Other notable rules include:
- All letters that belong to group 0 are ignored UNLESS you have run out of letters in the provided word, in which case the rest of the code is filled with 0's.
- The same number cannot be used twice or more consecutively, thus the character is ignored. The only exception is the rule above with multiple 0's.
For example, the word "Ray" will produce the following Soundex code: R000 (R is the first character of the provided word, a is apart of group 0 so it's ignored, y is apart of group 0 so it's ignored, there are no more characters so the 3 remaining characters in the code are 0).
I've created a function that has passed to it 1) a 128 character array which is used in create the Soundex code and 2) an empty 5 character array which will be used to store the Soundex code at the completion of the function (and pass back by reference as most arrays do for use in my program).
My problem is however, with the conversion process.

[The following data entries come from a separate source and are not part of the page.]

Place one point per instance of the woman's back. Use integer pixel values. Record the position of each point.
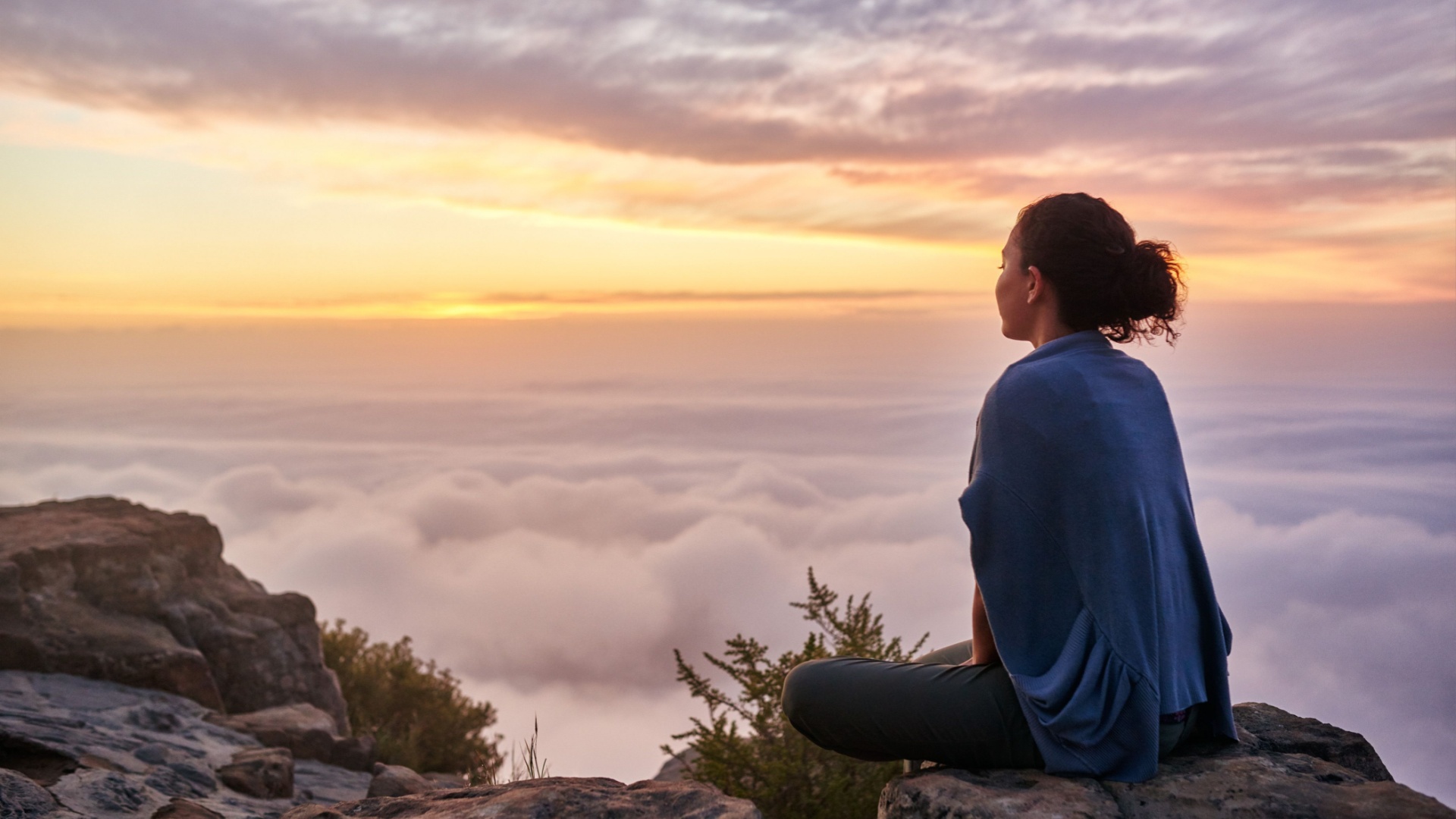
(1087, 553)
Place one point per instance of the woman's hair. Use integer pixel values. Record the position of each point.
(1104, 278)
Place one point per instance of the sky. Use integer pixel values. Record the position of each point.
(425, 158)
(273, 261)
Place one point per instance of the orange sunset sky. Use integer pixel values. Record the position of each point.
(350, 159)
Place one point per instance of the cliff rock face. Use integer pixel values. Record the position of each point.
(1285, 767)
(73, 746)
(108, 589)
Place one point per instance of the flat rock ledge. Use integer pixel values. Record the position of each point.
(1283, 767)
(552, 798)
(85, 748)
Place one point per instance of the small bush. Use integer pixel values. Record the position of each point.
(413, 708)
(767, 761)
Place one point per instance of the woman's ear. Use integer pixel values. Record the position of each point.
(1037, 284)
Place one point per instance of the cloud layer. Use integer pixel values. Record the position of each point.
(552, 525)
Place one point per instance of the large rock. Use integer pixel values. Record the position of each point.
(109, 751)
(398, 780)
(109, 589)
(265, 773)
(1285, 767)
(306, 730)
(554, 798)
(24, 799)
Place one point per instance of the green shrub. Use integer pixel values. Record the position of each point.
(413, 708)
(767, 761)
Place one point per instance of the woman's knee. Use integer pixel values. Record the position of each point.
(805, 686)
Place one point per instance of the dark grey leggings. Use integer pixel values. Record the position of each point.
(932, 708)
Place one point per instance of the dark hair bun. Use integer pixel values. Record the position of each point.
(1104, 279)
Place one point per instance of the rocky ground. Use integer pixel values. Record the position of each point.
(143, 676)
(1283, 767)
(109, 589)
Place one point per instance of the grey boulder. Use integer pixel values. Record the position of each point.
(108, 589)
(398, 780)
(104, 751)
(24, 799)
(265, 773)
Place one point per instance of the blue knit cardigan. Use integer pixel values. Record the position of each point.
(1090, 563)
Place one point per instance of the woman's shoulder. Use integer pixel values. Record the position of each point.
(1075, 376)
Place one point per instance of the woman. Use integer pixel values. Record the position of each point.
(1097, 643)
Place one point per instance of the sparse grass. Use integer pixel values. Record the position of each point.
(530, 765)
(747, 748)
(414, 710)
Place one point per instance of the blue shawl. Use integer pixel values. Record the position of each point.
(1088, 558)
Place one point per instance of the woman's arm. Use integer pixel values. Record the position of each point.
(983, 645)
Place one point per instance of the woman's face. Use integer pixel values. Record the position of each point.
(1012, 290)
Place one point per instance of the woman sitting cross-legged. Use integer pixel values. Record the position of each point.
(1097, 643)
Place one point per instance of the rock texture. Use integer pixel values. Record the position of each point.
(102, 751)
(1285, 767)
(265, 773)
(109, 589)
(398, 780)
(22, 799)
(554, 798)
(306, 730)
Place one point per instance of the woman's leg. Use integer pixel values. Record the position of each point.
(952, 654)
(960, 716)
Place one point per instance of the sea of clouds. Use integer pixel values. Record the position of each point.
(551, 507)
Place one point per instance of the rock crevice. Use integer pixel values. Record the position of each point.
(108, 589)
(1283, 767)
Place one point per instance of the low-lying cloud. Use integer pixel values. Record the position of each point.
(554, 544)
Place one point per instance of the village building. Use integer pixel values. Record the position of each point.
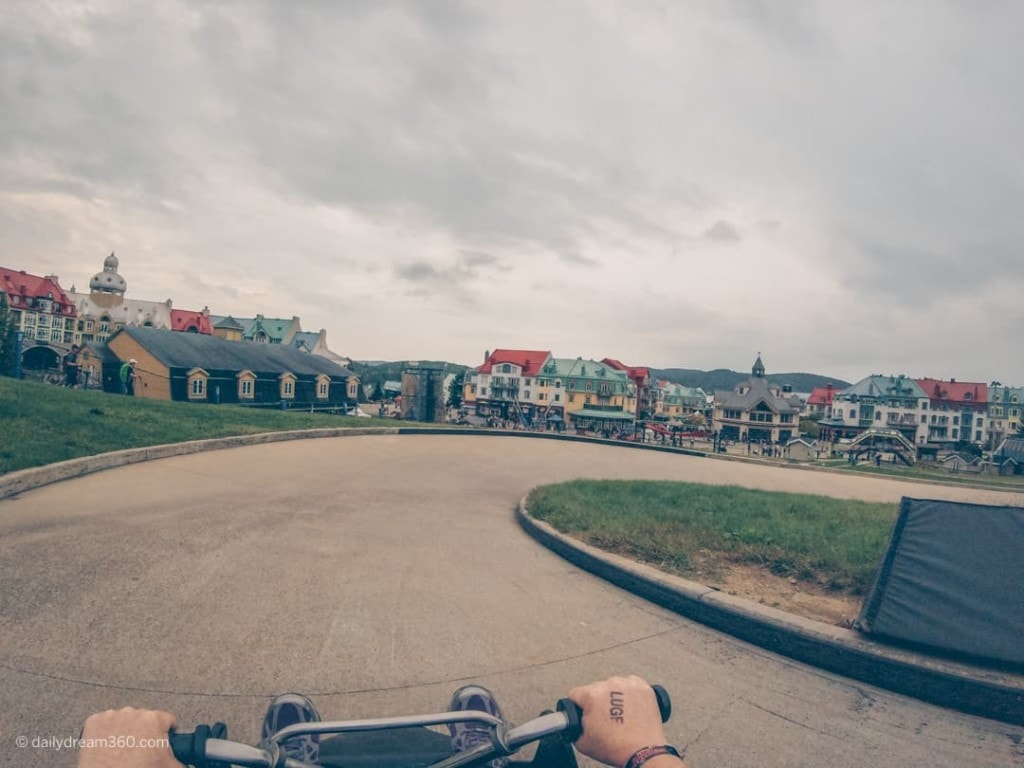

The logic I've provided above isn't exactly working in my code. And I do not know why.
// CREATE A SOUNDEX CODE
// * Parameter list includes the string of characters that are to be converted to code and a variable to save the code respectively.
void SoundsAlike(const char input[], char scode[])
{
scode[0] = toupper(input[0]); // First character of the string is added to the code
int matchCount = 1;
int codeCount = 1;
while((matchCount < strlen(input)) && (codeCount < 4))
{
if(((input[matchCount] == 'b') || (input[matchCount] == 'p') || (input[matchCount] == 'v') || (input[matchCount] == 'f')) && (scode[codeCount-1] != 1))
{
scode[codeCount] = 1;
codeCount++;
}
else if(((input[matchCount] == 'c') || (input[matchCount] == 'g') || (input[matchCount] == 'j') || (input[matchCount] == 'k') || (input[matchCount] == 'q') || (input[matchCount] == 's') || (input[matchCount] == 'x') || (input[matchCount] == 'z')) && (scode[codeCount-1] != 2))
{
scode[codeCount] = 2;
codeCount++;
}
else if(((input[matchCount] == 'd') || (input[matchCount] == 't')) && (scode[codeCount-1] != 3))
{
scode[codeCount] = 3;
codeCount++;
}
else if((input[matchCount] == 'l') && (scode[codeCount-1] != 4))
{
scode[codeCount] = 4;
codeCount++;
}
else if(((input[matchCount] == 'm') || (input[matchCount] == 'n')) && (scode[codeCount-1] != 5))
{
scode[codeCount] = 5;
codeCount++;
}
else if((input[matchCount] == 'r') && (scode[codeCount-1] != 6))
{
scode[codeCount] = 6;
codeCount++;
}
matchCount++;
}
while(codeCount < 4)
{
scode[codeCount] = 0;
codeCount++;
}
scode[4] = '\0';
cout << scode << endl;
}
I'm not sure if it's because of my overuse of strlen, but for some reason while the program is running within the first while loop none of the characters are actually converted to code (i.e. none of the if statements are actually run).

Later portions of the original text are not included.